いや、ゴブリンと呼ぶには背は高く痩せていて、人間の大人くらいの身長をしている。体は黒く、黒い塊と同じく邪悪な気配を漂わせている。
「あ……悪魔……」
突然目の前に現れた「悪魔」に、それまで威勢の良かった男は呆然としていた。宙に浮いているのか、足を動かした気配はないのに移動できるらしい。悪魔はするすると男のところへ近づいてきて、男へ向かって枯れ枝のような手を突き出した。
ドスッ!
「あ……」
心臓を貫かれた男は、振り上げた手から力が抜け、すぐに死んだようだった。周囲で様子を見ていた者は、わずかにあった好奇心を一瞬で恐怖に変えられ、大声をあげて逃げ始めた。
「逃げろ!」
「うわぁぁっっ!!!」
「やばいぞ!!」
大声に反応したのか、黒い塊からは次々と悪魔が生み出され始めた。悪魔は近くの住民に向かって飛び回り、襲いかかる。

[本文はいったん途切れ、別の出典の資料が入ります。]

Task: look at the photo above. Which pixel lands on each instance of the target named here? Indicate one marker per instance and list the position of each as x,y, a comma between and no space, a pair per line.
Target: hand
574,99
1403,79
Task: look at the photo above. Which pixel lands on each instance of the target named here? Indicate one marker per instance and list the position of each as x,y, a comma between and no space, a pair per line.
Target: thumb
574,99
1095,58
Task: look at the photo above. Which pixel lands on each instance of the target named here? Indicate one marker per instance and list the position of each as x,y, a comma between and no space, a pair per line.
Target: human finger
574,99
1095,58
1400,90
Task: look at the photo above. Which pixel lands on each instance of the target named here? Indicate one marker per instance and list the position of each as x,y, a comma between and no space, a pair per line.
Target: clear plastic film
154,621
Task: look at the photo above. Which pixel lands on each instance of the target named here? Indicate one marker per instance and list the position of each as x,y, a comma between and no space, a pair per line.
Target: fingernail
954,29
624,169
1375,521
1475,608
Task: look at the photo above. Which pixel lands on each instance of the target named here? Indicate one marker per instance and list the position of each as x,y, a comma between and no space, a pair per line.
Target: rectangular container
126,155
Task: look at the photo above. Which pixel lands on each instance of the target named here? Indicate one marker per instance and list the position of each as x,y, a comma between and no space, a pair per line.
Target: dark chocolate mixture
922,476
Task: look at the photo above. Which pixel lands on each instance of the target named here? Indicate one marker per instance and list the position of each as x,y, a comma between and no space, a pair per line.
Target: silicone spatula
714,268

最初の男のように、体を貫かれて死ぬ者、悪魔に噛みつかれて激痛に叫び声をあげる者……大聖堂だった場所の周囲は地獄と化した。パニックになって逃げる住民同士がお互いを踏みつけ合い、怪我をするものも出ている。
「おとーさーん!」
「俺のことはいいから早く逃げろ!」
「いやあぁぁぁ!!だれか!手当を!!」
「大聖女様をお呼びするんだ!神官はどこだ!?」
「悪魔がこっちにも来てる!」
「くそっ!冗談じゃないぞ!!」
「武器をもってこい!衛兵を呼んでくれ!」
悲鳴を聞きつけてさらに周囲から人があつまり、集まった人間を悪魔が襲う。その様子を見て悲鳴が上がり、新たな悪魔を生み出す。
伝染病が移ってゆくように、恐怖とともに悪魔が都市内に広がっていく。逃げ惑う人々とは逆向きに、紺色の法衣をまとった人物が大聖堂へと向かっていったが、気づくものはいなかった。